A blog for the enterprise open source community
Where the GPL FailsRaven Zachary, May 15, 2006 @ 12:24 pm ET
The Kororaa project, a binary installation of Gentoo Linux, has received a note that it may be in violation of the GPL, as the project includes proprietary binary video drivers from ATI and NVIDIA along with the Linux kernel, released under the GPL. The post on the Kororaa site does not indicate whether the note was sent by the Free Software Foundation (FSF), but I suspect it was just a member of the community who believed that she or he was doing the proper duty as a member of the open source community.
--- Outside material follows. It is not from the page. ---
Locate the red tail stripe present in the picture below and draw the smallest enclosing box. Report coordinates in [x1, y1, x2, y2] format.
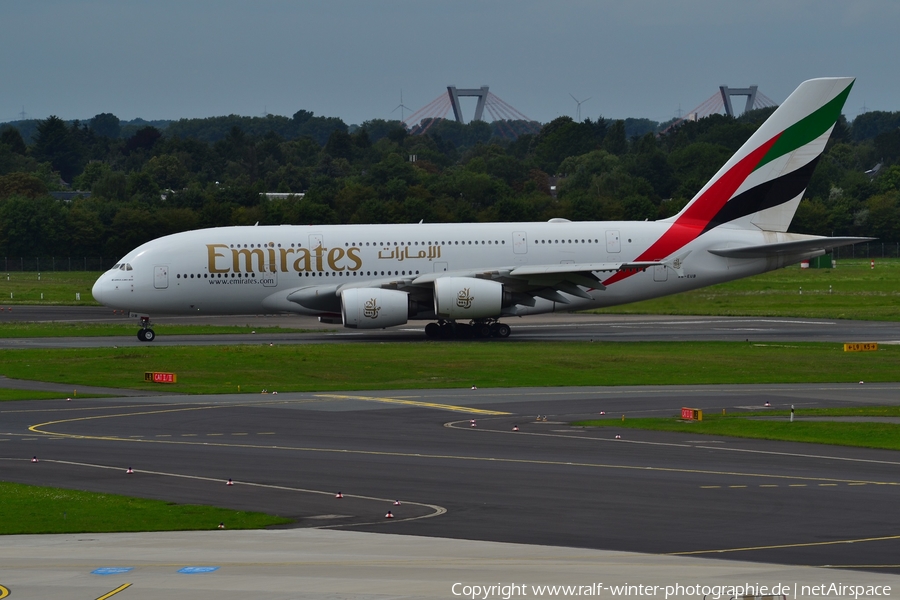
[602, 133, 782, 287]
News.com had a piece about the issue of proprietary software within Linux last month entitled “New Linux look fueled old debate“. In the article, I was quoted as saying “If Linux expects broader vendor support, the community needs to capitulate to proprietary software involvement,” which I still firmly believe.
What does the Linux community want more – proprietary hardware support or strict licensing requirements? Without proprietary video drivers, Linux has limited chance of being a platform for graphics-intensive applications. Sure, community drivers can be developed, but not for the high-end market. ATI and NVIDIA risk competitive exposure by releasing their drivers as open source. For them, Linux is a business opportunity, and the Linux community should be pleased that they are writing drivers at all, even if they are only available in binary format.
Open source is not an all-or-nothing proposition in 99.9% of the cases I’ve seen. Where it is strict, tends to be politically or philosophically motivated by the individual, not the enterprise.